Breaking new ground in ancient land

Director of The University of Western Australia’s Centre for Rock Art Research and Management, Professor Jo McDonald is shedding light on some of Australia’s most ancient settlements and earliest symbolic behaviour.

Professor Jo McDonald is one of the rare few who can say her work has changed history. Recently recognised for her outstanding contribution to Australian archaeology, Professor McDonald is best known for her research on Aboriginal rock art. However, she has also pioneered the direct dating of pigment art sites, helped Aboriginal communities attain Native Title and assessed rock art significance at both national and World Heritage levels.

On top of this, she has just uncovered evidence of human occupation during the last ice age in the Dampier Archipelago as well as Australia’s earliest domestic structures. In collaboration with the Murujuga Aboriginal Corporation and RioTinto, Professor McDonald and her team will use this discovery to build a better understanding of how humans used this sacred area.

Carving her own path

Despite being renowned for her research, Professor McDonald’s route to academia was not a direct one.

I’ve always been interested in rock art, but I spent much of my career as a consultant, as well as an archaeologist in private practice.

It was while working on a linkage project on the Canning Stock route in the deserts of Western Australia that she decided to change direction and apply for a Future Fellowship with the Australian Research Council. This was the turning point that led her to make her remarkable recent breakthroughs.

The wonders of the remote

Today, Professor McDonald’s office includes some of Western Australia’s most idyllic locations.

We’re currently working in a conservation park on the Pilbara Coast, so we’re camping in places where other people can’t go, surrounded by natural beauty and an extraordinary heritage record.

Although picturesque, the isolation of these locations brings unique hurdles for her and her team to overcome.

“We are working and camping on desert islands which we access either by boat or helicopter, so we have a strict OH&S plan. We call in daily and we’re always prepared in case something does happen.”

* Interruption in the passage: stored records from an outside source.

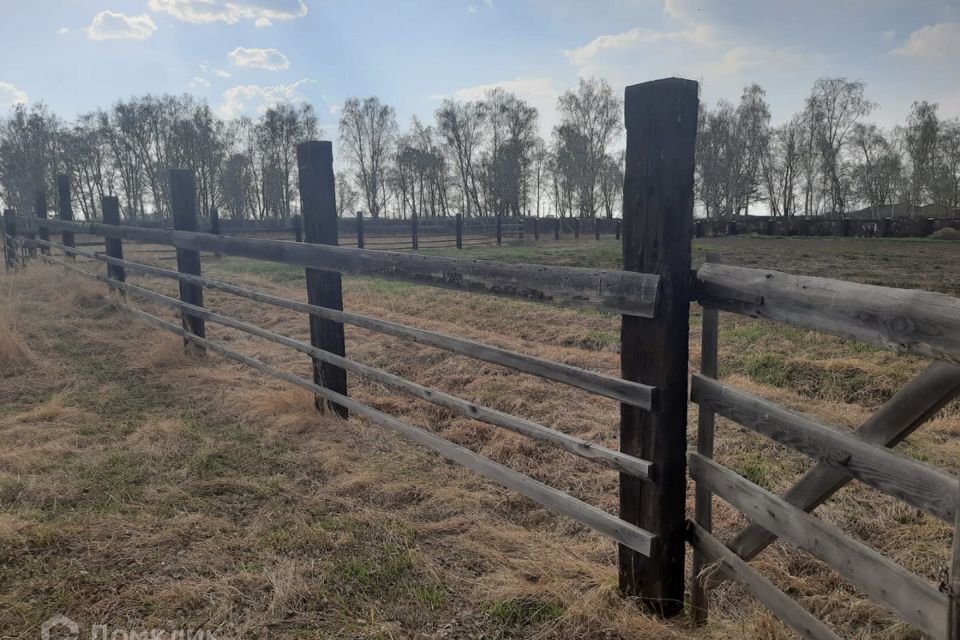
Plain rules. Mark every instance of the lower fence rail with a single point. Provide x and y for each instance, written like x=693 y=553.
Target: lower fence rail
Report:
x=597 y=519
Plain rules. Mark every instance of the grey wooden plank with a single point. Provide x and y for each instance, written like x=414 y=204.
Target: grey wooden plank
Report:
x=613 y=291
x=905 y=320
x=913 y=599
x=785 y=608
x=900 y=416
x=633 y=393
x=913 y=482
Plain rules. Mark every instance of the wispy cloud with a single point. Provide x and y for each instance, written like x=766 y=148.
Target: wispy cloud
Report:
x=111 y=25
x=933 y=41
x=252 y=98
x=11 y=95
x=262 y=12
x=269 y=59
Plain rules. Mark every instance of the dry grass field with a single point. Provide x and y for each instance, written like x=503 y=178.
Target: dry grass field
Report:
x=144 y=488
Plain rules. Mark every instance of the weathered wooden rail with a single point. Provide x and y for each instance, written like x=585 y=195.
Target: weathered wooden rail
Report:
x=652 y=295
x=912 y=322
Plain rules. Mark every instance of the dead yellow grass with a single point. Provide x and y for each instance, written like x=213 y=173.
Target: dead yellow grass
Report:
x=285 y=542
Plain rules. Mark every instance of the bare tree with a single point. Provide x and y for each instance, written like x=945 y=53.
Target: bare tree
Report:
x=591 y=121
x=368 y=132
x=835 y=106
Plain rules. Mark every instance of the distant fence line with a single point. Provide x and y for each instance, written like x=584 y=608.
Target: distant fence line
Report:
x=841 y=227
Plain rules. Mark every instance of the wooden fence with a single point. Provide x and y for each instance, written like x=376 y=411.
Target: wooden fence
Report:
x=840 y=227
x=652 y=294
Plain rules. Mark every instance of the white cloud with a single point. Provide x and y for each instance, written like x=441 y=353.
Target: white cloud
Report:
x=110 y=25
x=637 y=36
x=269 y=59
x=231 y=11
x=933 y=41
x=251 y=98
x=10 y=95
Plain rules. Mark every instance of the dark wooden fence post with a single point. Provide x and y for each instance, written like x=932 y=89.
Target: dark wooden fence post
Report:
x=40 y=210
x=183 y=204
x=661 y=123
x=65 y=209
x=114 y=246
x=9 y=235
x=324 y=288
x=298 y=228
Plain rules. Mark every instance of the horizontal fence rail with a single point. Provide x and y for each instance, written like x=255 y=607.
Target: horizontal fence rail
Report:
x=905 y=320
x=913 y=482
x=620 y=292
x=613 y=527
x=915 y=600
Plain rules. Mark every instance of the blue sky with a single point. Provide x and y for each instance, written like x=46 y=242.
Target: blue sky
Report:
x=238 y=55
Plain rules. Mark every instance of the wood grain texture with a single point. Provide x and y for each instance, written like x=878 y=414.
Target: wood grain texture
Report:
x=612 y=291
x=897 y=475
x=900 y=416
x=661 y=122
x=732 y=567
x=913 y=599
x=639 y=395
x=905 y=320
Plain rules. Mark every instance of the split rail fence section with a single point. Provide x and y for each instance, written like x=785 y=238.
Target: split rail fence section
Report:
x=914 y=322
x=652 y=294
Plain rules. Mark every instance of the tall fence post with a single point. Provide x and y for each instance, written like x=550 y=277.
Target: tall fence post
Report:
x=65 y=209
x=114 y=246
x=298 y=228
x=324 y=288
x=9 y=243
x=703 y=505
x=40 y=210
x=183 y=204
x=661 y=123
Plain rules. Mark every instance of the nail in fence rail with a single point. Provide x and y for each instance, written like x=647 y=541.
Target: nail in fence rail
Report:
x=40 y=211
x=661 y=122
x=183 y=204
x=324 y=288
x=65 y=207
x=114 y=246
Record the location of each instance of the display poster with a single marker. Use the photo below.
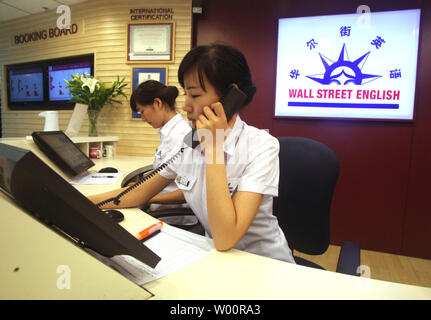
(348, 66)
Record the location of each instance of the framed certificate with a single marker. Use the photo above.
(150, 42)
(142, 74)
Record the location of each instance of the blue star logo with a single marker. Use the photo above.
(344, 71)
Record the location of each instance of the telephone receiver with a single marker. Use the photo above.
(136, 175)
(232, 101)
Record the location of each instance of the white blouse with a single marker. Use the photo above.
(252, 164)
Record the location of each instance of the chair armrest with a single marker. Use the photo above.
(349, 259)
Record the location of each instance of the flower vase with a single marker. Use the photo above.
(93, 115)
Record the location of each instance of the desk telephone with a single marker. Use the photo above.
(232, 101)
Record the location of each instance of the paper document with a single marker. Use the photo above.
(97, 178)
(176, 247)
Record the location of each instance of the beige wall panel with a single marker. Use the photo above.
(102, 30)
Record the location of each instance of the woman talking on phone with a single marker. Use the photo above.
(230, 181)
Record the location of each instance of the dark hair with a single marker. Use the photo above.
(147, 91)
(222, 65)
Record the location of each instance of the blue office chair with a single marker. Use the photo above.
(309, 171)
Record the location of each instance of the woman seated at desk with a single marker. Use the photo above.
(155, 102)
(231, 183)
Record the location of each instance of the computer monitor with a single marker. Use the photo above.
(62, 151)
(54, 202)
(25, 84)
(57, 73)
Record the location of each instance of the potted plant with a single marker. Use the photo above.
(88, 90)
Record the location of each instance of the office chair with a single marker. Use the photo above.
(309, 171)
(163, 214)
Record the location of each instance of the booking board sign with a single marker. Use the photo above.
(348, 66)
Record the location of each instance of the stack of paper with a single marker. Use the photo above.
(176, 247)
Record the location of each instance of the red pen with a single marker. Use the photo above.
(149, 231)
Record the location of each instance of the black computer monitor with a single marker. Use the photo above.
(62, 151)
(54, 202)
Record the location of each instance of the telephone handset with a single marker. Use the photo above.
(232, 102)
(136, 175)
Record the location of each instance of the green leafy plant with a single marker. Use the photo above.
(90, 91)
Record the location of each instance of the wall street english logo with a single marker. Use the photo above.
(343, 71)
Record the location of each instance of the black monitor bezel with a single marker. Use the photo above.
(38, 138)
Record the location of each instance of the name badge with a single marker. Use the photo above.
(158, 153)
(185, 182)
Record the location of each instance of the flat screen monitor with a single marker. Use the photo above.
(40, 85)
(54, 202)
(57, 73)
(62, 151)
(348, 66)
(26, 84)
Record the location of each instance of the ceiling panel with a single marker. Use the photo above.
(12, 9)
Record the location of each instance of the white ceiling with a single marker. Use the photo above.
(12, 9)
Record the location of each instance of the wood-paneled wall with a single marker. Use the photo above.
(103, 31)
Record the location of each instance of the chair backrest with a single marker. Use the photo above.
(308, 174)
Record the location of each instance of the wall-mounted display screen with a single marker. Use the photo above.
(26, 85)
(40, 85)
(60, 72)
(350, 66)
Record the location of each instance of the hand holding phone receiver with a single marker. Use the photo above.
(232, 101)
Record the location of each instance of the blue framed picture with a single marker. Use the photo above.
(142, 74)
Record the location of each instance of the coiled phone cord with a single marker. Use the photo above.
(116, 199)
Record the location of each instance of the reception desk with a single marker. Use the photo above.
(38, 263)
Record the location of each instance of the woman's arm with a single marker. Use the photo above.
(136, 197)
(229, 217)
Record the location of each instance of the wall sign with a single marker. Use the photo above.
(36, 36)
(338, 67)
(152, 14)
(150, 41)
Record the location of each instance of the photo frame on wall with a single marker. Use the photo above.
(150, 42)
(141, 74)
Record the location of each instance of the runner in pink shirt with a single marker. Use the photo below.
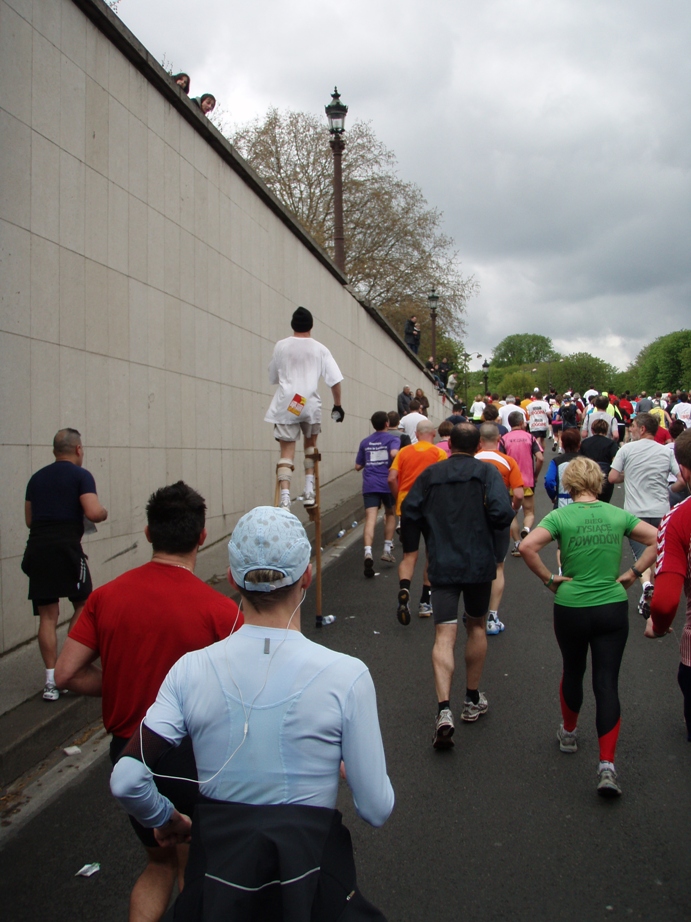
(525, 450)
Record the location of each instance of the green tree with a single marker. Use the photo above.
(664, 364)
(581, 371)
(516, 383)
(523, 349)
(395, 249)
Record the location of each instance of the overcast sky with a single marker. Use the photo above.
(554, 135)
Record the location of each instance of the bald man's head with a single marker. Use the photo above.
(425, 430)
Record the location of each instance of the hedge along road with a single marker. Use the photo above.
(502, 827)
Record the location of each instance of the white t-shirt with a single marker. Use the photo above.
(646, 465)
(296, 366)
(506, 410)
(409, 424)
(682, 411)
(539, 415)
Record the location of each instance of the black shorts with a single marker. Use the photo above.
(56, 564)
(445, 601)
(376, 500)
(182, 794)
(501, 540)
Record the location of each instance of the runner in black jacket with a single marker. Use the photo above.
(456, 505)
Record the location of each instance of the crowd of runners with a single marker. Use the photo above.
(468, 487)
(228, 715)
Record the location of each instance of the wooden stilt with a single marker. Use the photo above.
(314, 513)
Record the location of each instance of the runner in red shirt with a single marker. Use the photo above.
(140, 624)
(672, 572)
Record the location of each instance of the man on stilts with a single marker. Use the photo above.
(296, 366)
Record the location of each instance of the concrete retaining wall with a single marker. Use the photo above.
(146, 273)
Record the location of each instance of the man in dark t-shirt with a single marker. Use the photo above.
(58, 498)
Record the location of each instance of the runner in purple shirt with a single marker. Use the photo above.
(374, 458)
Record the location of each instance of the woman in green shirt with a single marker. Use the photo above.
(591, 605)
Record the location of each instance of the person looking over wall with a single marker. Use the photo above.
(183, 81)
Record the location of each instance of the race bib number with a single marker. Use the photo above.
(297, 405)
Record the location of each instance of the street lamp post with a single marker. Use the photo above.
(433, 303)
(336, 112)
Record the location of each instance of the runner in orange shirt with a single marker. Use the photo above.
(408, 464)
(513, 481)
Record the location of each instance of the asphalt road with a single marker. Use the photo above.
(502, 827)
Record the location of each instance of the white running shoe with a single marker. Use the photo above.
(494, 625)
(607, 785)
(443, 730)
(568, 741)
(472, 711)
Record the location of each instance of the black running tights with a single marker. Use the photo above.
(603, 628)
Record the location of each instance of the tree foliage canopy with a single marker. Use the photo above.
(664, 364)
(395, 250)
(522, 349)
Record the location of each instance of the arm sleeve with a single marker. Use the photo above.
(273, 369)
(331, 373)
(498, 504)
(227, 618)
(131, 782)
(515, 476)
(551, 524)
(551, 480)
(87, 484)
(363, 753)
(618, 460)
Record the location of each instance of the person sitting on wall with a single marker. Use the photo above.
(206, 102)
(183, 81)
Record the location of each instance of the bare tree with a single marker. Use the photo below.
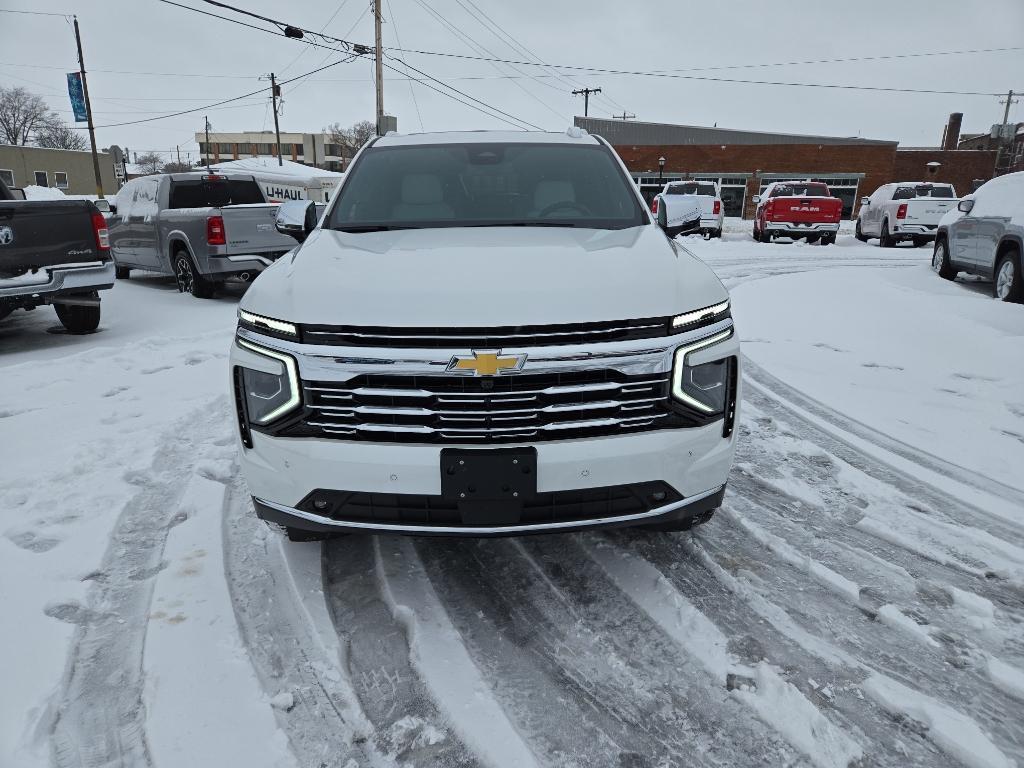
(352, 137)
(22, 114)
(56, 134)
(148, 163)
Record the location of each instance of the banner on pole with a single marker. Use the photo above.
(77, 94)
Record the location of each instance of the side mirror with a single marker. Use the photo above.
(297, 218)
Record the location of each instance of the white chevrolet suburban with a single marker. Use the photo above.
(485, 334)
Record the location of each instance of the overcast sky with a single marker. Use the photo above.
(146, 58)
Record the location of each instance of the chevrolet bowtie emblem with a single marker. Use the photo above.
(485, 364)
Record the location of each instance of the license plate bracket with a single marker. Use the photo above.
(506, 475)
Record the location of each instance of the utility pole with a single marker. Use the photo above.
(586, 98)
(88, 112)
(379, 50)
(1006, 120)
(276, 128)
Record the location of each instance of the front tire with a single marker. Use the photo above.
(885, 239)
(188, 279)
(1009, 284)
(940, 260)
(79, 320)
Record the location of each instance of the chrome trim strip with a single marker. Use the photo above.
(383, 526)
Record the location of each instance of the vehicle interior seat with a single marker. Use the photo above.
(422, 199)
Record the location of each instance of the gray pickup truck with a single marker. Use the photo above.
(53, 252)
(204, 228)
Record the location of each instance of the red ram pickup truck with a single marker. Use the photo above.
(797, 209)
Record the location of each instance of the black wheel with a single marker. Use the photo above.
(1009, 284)
(686, 523)
(189, 281)
(79, 320)
(940, 260)
(885, 239)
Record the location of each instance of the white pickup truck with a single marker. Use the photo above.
(904, 210)
(485, 334)
(709, 201)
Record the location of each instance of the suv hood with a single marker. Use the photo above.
(483, 276)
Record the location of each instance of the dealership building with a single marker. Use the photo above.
(743, 163)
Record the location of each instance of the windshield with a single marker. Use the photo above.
(486, 184)
(691, 187)
(801, 189)
(203, 194)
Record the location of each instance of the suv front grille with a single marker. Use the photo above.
(470, 410)
(482, 338)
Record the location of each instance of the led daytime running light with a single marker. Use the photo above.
(688, 318)
(267, 323)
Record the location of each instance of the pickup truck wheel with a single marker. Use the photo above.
(686, 523)
(79, 320)
(858, 233)
(189, 281)
(940, 260)
(1009, 285)
(885, 239)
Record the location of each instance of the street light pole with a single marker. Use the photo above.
(88, 112)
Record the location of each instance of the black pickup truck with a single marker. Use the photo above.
(53, 252)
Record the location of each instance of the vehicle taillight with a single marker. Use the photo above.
(215, 235)
(99, 230)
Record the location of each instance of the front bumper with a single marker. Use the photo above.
(50, 283)
(800, 228)
(693, 462)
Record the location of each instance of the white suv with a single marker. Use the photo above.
(485, 334)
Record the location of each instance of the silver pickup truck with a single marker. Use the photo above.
(204, 228)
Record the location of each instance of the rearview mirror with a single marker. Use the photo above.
(297, 218)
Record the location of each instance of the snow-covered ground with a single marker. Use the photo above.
(859, 600)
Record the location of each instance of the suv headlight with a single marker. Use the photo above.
(704, 387)
(268, 396)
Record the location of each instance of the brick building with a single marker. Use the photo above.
(744, 162)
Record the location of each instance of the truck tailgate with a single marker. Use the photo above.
(42, 233)
(928, 211)
(250, 228)
(801, 210)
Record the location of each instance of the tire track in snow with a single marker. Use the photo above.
(325, 727)
(379, 655)
(585, 674)
(98, 715)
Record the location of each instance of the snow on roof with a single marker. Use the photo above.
(470, 137)
(265, 167)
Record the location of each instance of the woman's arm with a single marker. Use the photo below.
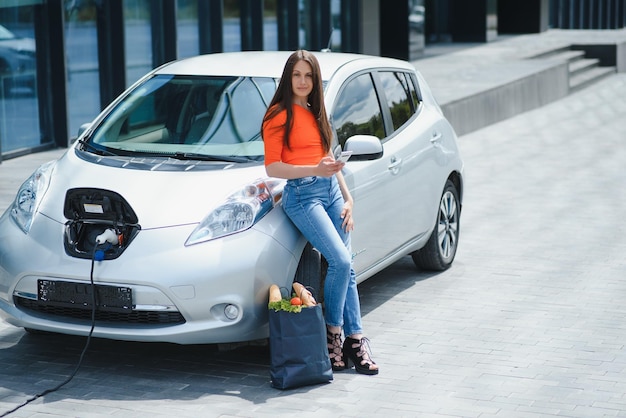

She maintains this confident attitude to remoteness when she returns to work and teaching at the University.

“Because it’s in one of the most isolated cities in the world, some people think UWA’s location is a problem, but I think it’s fantastic. Not only is it close to rock art, it’s globally connected. I’ve just completed a successful project in California and Nevada while working at UWA. It’s our strong global relationships that enable us to do the research that keeps us ahead of the pack.”

An extraordinary legacy

Professor McDonald’s project in the Dampier Archipelago is still underway but, like all her research, the aim is to make a positive and lasting impact.

I hope my work builds a better understanding of how magnificent our conservation estates are. It’s not just natural beauty, it is a 50,000-year-old cultural heritage. It’s an extraordinary legacy Australia needs to embrace and look after.

Eureka every day

For many, a career in research is a pursuit for that ‘eureka’ moment. But Professor McDonald admits she has been lucky enough to experiences these moments often.

That’s the joy of working in archaeology in Australia. It’s still a young discipline here, so we are privileged to work on ancient sites with Aboriginal people – where archaeologists have never been before – and we often find things that are even better than expected.